The E-ID of Switzerland is currently being shaped and formed with interested parties contributing to this process on the community platform of the Swiss federal authorities. As research and education are border-less Switch took a stand to point out the importance of the E-ID to stay in line with international developments. Particularly relevant is the emerging eID of the EU and the Trust Services of EBSI (European Blockchain Services Infrastructure) as a potential trust pillar underpinning it.
But where does our identity solution Switch edu-ID together with its international extension eduGAIN of GÉANT fit into this picture, if at all?
This is what we wanted to find out in our contribution to the third wave of the EBSI Early Adopters Programme during 2023 and beginning of 2024. The cluster “Educational ID” of the programme, where Switch was participating, was to demonstrate support for student mobility in Europe using EBSI Trust Services. The results of the programme were presented at the EBSI Ecosystem Day 7 May 2024 in Brussels.

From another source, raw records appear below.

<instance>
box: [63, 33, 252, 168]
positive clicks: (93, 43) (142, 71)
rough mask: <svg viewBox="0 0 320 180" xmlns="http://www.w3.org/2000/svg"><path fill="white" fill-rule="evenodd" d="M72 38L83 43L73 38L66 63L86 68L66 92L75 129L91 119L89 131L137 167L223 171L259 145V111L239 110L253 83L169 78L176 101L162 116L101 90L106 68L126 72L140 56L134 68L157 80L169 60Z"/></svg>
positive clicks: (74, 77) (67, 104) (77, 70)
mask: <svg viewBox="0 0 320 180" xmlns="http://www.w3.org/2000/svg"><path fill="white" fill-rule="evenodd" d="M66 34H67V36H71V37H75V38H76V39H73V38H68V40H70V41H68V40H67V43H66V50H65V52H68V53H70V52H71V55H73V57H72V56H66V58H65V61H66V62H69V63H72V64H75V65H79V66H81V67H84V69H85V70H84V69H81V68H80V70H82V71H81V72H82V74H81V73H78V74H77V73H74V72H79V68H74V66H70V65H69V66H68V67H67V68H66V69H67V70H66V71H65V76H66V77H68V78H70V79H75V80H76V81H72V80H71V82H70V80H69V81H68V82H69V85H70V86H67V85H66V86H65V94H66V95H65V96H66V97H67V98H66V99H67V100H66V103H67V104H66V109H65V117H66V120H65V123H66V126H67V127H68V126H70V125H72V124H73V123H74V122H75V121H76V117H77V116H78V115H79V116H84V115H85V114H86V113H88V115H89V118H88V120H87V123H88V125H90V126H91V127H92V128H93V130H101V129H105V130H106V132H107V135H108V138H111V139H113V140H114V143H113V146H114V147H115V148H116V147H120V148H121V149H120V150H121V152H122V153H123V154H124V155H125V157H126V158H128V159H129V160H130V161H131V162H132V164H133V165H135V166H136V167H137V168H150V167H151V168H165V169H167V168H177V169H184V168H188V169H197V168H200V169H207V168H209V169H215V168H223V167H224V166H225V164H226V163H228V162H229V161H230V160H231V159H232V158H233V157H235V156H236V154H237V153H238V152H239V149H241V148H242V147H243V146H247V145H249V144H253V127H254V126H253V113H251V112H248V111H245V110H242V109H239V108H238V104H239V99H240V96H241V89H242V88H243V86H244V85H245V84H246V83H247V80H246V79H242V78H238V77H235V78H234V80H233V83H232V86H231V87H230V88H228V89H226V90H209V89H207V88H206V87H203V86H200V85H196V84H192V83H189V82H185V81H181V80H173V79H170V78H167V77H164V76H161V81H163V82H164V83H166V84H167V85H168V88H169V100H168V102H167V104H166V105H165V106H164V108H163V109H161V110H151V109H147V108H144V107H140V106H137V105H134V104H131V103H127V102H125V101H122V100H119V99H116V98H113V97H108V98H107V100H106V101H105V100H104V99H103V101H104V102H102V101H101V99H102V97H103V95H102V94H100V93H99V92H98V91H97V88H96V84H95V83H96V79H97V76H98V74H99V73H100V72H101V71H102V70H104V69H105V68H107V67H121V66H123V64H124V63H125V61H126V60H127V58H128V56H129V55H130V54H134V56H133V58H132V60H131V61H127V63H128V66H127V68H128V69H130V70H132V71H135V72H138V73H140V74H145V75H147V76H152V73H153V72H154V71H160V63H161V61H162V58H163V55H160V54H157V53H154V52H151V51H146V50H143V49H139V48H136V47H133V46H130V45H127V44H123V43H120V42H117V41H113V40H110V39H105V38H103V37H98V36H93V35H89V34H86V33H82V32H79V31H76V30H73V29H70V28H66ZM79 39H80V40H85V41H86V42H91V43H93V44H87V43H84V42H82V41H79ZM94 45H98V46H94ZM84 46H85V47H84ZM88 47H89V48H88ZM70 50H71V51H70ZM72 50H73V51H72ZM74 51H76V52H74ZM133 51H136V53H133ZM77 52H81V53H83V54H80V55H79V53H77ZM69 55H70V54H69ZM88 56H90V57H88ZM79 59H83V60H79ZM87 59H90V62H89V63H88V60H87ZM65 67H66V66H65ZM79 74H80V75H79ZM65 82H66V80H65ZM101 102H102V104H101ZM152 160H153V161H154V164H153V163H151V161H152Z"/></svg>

This cluster demonstrated the ability for a student to get an “Educational ID” from a Spanish university delivered in her wallet and to present it to a university in Romania. To make this work, two somewhat hidden but important infrastructure elements were implemented during the course of the project. And this is where the link to Switch edu-ID and eduGAIN appears:
- The data format, or schema, of the “Educational ID” was shaped in a short consultation with members of the GÉANT community to align it as much as possible with the existing attributes in use in eduGAIN.
- GÉANT was added to the project’s trust registry as a so-called Root-TAO (Trusted Accreditation Organisation). This means that GÉANT got registered as trust anchor for this newly created “Educational ID” to assume governance control over it.
Why do we consider these points so relevant?
First, we need to point out that the emerging E-ID/eID ecosystems are not based on the same standards, protocols and tools driving our existing Switch edu-ID and eduGAIN. Adoption or interoperability with these new ecosystems will therefore require some work for us. But let’s remind that we overcame such obstacles in the past several times already and are currently in a transition from SAML to OIDC as underlying protocol. In all these transitions, we tried as much as possible to keep one element stable: the data transported from those issuing it to those consuming it. Student management systems, for instance, should not be affected by changes in the transport mechanisms for the data they provide. This is the investment we want to protect. We could convince EBSI not to impose the eID standards on the “Educational ID” – which would have been their natural choice – but to follow the established practice of eduGAIN. This is good news for all systems already interacting with the Switch edu-ID or eduGAIN.
Now let’s have a look at how to make the “Educational ID” trustworthy. We do have processes in place to make organisations become member or partner of the Switch edu-ID federation and to define their status in the international “federation of federations” through eduGAIN. EBSI initially proposed their standard top-down approach: a trusted path from the EBSI trust root to EU member states first, then to national accreditation bodies and finally enabling universities to issue their “Educational ID”. We could convince EBSI not to take this bureaucratic approach, but to rely on the existing trust framework established by GÉANT governing eduGAIN at global scale. This is good news again for all organisations already participating in the Switch edu-ID federation or in eduGAIN.
We mentioned above that research and education are border-less. That applies not just to the borders of Switzerland or those of the EU. And, by the way, we helped EBSI to recognise scaling options beyond the borders of the EU and the EEA.